Additionally, some unexcused absences were noted when Middleton presented a parent or
doctor's note untimely or when Middleton did not present a note at all.
{¶ 19} In addition to the full-day absences, when a student is late to class on five
occasions without a valid excuse, those five unexcused "tardies" are counted as one day
absence from school. Wysong testified that Middleton had 24 unexcused tardies for the
school year, or four unexcused absences in addition to the 13 absences.
{¶ 20} Middleton testified there were various reasons why her daughter was absent
from school and tardy to class. Middleton indicated that her child has an individualized
education plan (IEP) and a neurological disorder that contributes to frequent falls. Middleton -5- Warren CA2012-08-082
said one of the unexcused absences was the result of a fall at school, so the school, which
she said sent the child home, was aware of the reason for that absence.
{¶ 21} Middleton also indicated that her child is frequently ill and has had recurring
physical issues. She also claims her daughter had problems with an intervention specialist at
school. Middleton said she kept her daughter home on one occasion to avoid what she
perceived as unfair punishment. Middleton indicated she also kept her daughter home while
she was searching for alternative school placements.
{¶ 22} The school principal indicated that Middleton told her she wanted to move her
daughter from the school, and acknowledged she recalled seeing paperwork for an
alternative school placement.
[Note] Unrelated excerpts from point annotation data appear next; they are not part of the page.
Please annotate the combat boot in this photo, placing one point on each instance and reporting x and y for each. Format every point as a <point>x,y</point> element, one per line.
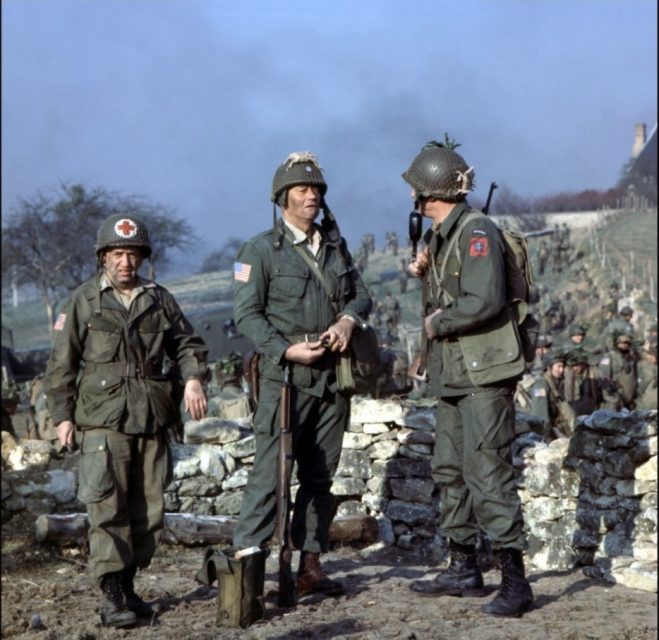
<point>312,579</point>
<point>515,595</point>
<point>114,612</point>
<point>133,601</point>
<point>463,576</point>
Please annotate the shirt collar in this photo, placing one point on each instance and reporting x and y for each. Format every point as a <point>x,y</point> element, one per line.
<point>140,283</point>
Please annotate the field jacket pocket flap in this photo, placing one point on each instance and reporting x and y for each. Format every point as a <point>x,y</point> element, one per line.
<point>492,353</point>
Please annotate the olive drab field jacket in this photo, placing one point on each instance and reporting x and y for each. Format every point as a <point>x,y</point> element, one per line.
<point>279,301</point>
<point>105,367</point>
<point>477,340</point>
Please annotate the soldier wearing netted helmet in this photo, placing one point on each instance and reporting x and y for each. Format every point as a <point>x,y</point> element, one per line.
<point>283,306</point>
<point>106,376</point>
<point>474,363</point>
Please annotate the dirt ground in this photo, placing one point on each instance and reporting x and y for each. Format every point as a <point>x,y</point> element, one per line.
<point>50,590</point>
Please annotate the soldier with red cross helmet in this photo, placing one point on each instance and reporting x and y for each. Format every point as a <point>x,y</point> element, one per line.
<point>106,379</point>
<point>474,363</point>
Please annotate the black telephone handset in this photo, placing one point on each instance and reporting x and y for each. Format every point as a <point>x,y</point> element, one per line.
<point>415,231</point>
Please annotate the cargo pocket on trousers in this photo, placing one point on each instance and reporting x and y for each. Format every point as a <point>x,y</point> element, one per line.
<point>95,481</point>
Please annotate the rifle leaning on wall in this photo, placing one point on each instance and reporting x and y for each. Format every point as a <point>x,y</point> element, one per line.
<point>287,595</point>
<point>417,370</point>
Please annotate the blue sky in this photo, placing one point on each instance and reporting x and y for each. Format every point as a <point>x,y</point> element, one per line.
<point>193,103</point>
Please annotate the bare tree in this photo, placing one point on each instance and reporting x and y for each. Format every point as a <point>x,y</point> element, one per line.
<point>49,242</point>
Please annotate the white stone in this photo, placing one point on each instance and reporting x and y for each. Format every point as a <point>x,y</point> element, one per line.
<point>375,428</point>
<point>383,450</point>
<point>367,410</point>
<point>638,576</point>
<point>236,480</point>
<point>645,552</point>
<point>185,459</point>
<point>211,462</point>
<point>353,440</point>
<point>647,472</point>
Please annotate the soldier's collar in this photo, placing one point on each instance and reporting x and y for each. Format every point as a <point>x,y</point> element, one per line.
<point>300,237</point>
<point>140,283</point>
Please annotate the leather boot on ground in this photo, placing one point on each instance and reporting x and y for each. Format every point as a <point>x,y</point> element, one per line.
<point>133,601</point>
<point>463,576</point>
<point>114,612</point>
<point>515,595</point>
<point>312,579</point>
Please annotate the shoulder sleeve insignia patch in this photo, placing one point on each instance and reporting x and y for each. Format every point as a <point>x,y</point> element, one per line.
<point>478,247</point>
<point>242,271</point>
<point>59,323</point>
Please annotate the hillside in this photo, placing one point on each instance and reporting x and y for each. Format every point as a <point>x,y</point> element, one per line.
<point>623,249</point>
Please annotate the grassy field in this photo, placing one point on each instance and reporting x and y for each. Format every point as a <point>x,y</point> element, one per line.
<point>627,241</point>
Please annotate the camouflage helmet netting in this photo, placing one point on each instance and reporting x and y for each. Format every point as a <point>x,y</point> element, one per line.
<point>123,230</point>
<point>439,172</point>
<point>301,167</point>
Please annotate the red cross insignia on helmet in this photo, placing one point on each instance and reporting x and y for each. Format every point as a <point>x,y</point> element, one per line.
<point>125,228</point>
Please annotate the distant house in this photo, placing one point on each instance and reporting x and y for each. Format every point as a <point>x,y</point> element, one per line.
<point>640,178</point>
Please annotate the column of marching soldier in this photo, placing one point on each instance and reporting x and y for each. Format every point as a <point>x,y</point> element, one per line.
<point>125,360</point>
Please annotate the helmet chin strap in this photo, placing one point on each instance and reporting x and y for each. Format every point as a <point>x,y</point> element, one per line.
<point>330,226</point>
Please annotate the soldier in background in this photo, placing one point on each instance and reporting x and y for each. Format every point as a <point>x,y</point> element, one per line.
<point>542,348</point>
<point>41,422</point>
<point>392,309</point>
<point>392,242</point>
<point>613,296</point>
<point>582,383</point>
<point>233,402</point>
<point>543,256</point>
<point>562,416</point>
<point>570,307</point>
<point>619,374</point>
<point>621,322</point>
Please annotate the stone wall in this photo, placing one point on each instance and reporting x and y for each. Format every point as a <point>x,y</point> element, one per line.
<point>589,501</point>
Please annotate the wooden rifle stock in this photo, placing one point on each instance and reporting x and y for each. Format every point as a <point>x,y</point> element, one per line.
<point>287,595</point>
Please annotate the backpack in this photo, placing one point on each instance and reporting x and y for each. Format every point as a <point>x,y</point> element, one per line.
<point>519,282</point>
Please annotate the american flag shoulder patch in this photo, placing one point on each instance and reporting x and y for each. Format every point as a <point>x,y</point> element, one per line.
<point>59,323</point>
<point>241,271</point>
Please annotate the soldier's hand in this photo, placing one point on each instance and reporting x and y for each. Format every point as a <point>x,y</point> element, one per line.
<point>195,399</point>
<point>305,352</point>
<point>419,267</point>
<point>65,431</point>
<point>337,337</point>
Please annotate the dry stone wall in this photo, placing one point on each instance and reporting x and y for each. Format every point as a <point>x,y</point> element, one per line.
<point>589,501</point>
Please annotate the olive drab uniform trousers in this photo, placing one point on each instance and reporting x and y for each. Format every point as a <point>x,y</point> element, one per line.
<point>475,424</point>
<point>279,301</point>
<point>123,405</point>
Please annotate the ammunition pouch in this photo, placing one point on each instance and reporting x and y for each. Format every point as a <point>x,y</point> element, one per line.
<point>356,369</point>
<point>240,584</point>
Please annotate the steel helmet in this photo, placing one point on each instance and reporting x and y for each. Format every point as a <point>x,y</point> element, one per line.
<point>123,230</point>
<point>301,167</point>
<point>439,172</point>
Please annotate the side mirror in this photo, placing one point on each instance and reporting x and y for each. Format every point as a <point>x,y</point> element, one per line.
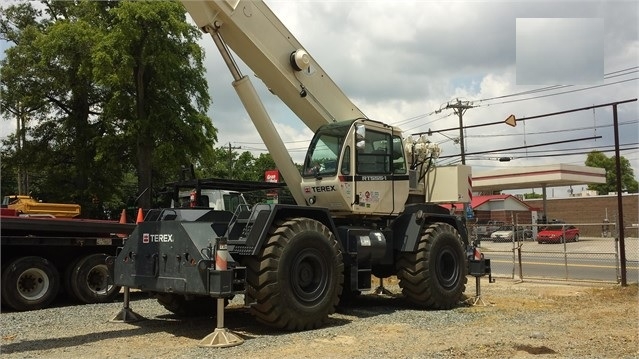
<point>360,132</point>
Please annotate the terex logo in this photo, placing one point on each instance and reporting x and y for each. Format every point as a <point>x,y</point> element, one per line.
<point>155,238</point>
<point>323,188</point>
However, she said Middleton's daughter did not leave and
continued attending the school.
{¶ 23} Addressing her daughter's tardy attendance, Middleton argues her daughter
rode the school bus and the school had control over the child once she arrived at the school,
and, therefore, Middleton was not responsible when the child lingered at the voluntary school
breakfast, or dawdled at her locker until she was late for class. Evidence was presented that
both parties conferred and the school eventually implemented alternative approaches to
eventually address the tardiness issue.
{¶ 24} In adopting the magistrate's decision, the juvenile court held that the child's
medical conditions did not excuse Middleton's obligation to comply with the school
attendance policy. The juvenile court concluded that Middleton failed to communicate her
inability to provide a doctor's note every time her daughter was ill.
{¶ 25} The juvenile court also found that Middleton did not put forth any effort to
collaborate with the school; never requested a special exemption based on the child's
medical-related absences, did not respond to the school's mail correspondence informing her
that she was now required to provide a doctor's note, and despite warnings from the school -6- Warren CA2012-08-082
about absences, Middleton "encouraged" the child to miss school due to a disagreement with
the child's special education instructor.
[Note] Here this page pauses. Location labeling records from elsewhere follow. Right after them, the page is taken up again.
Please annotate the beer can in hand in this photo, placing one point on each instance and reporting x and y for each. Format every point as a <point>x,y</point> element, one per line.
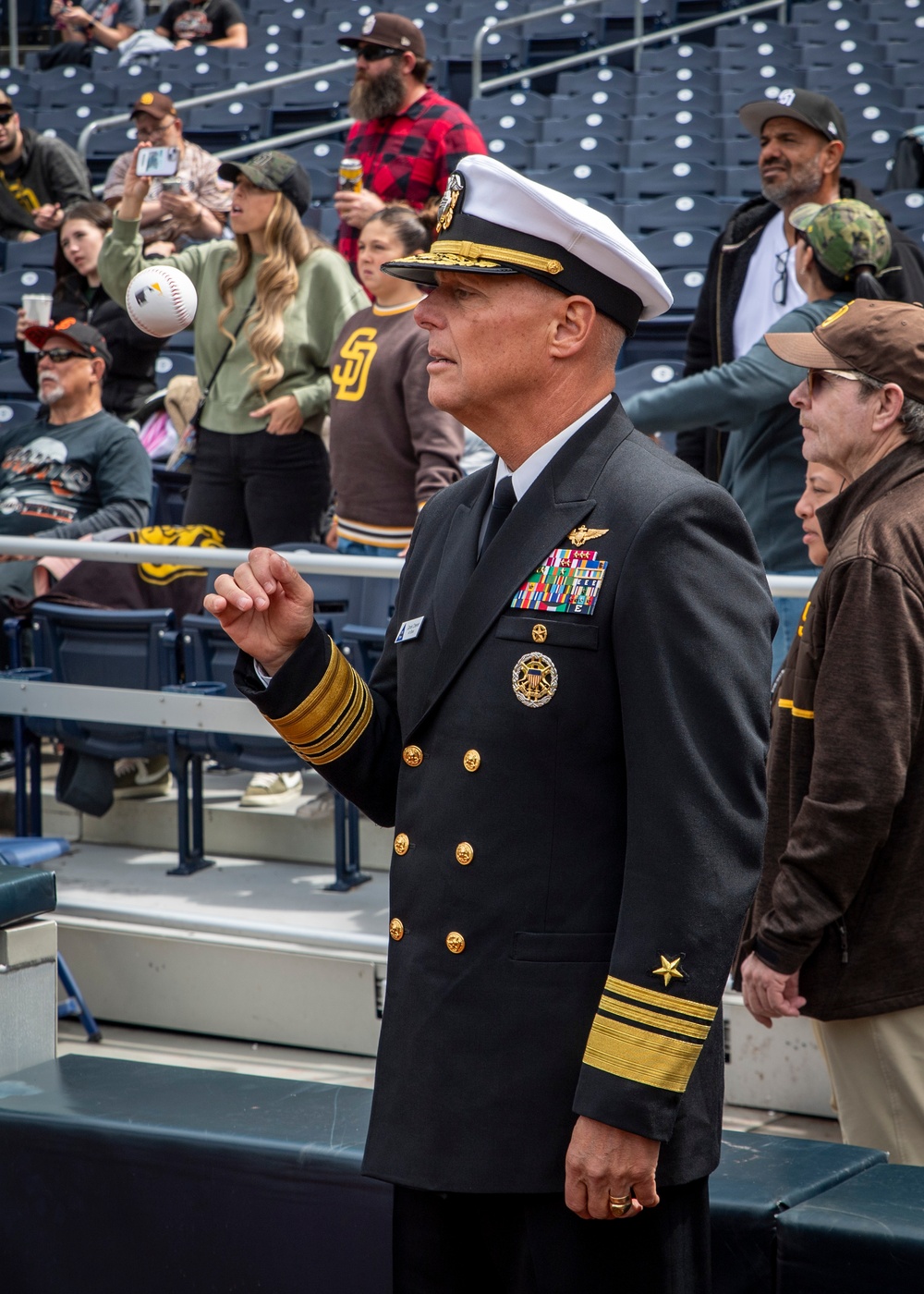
<point>351,175</point>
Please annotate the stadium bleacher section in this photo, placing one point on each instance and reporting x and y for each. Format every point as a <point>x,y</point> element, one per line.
<point>659,149</point>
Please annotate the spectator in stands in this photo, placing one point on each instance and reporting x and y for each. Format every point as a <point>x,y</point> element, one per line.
<point>39,177</point>
<point>190,206</point>
<point>210,22</point>
<point>842,250</point>
<point>801,142</point>
<point>79,294</point>
<point>407,138</point>
<point>835,927</point>
<point>261,472</point>
<point>822,484</point>
<point>390,448</point>
<point>106,23</point>
<point>75,470</point>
{¶ 26} We are aware that Middleton alleged her daughter missed some school when
Middleton was seeking alternative school placements. However, no evidence was presented
that showed the child was enrolled in and attending another school as provided by R.C.
2151.011.
{¶ 27} Applying the pertinent standard of review on a manifest weight of the evidence
challenge, we cannot say the trier of fact clearly lost its way and created such a manifest
miscarriage of justice that the conviction must be reversed and a new trial ordered.
{¶ 28} The evidence showed that Middleton's daughter had 13 unexcused absences,
even if the four absences compiled from the unexcused "tardies" were not counted. This
number of unexcused absences met the school-year criteria for the R.C. 2151.011 and R.C.
2151.022 definitions of "habitual truant" and "unruly child," respectively. Accordingly, the
manifest weight of the evidence supports the finding that Middleton recklessly acted in a way
tending to cause her daughter to become an unruly child under R.C. 2919.24. Middleton's
single assignment of error is overruled.
{¶ 29} Judgment affirmed.
HENDRICKSON, P.J. and PIPER, J., concur.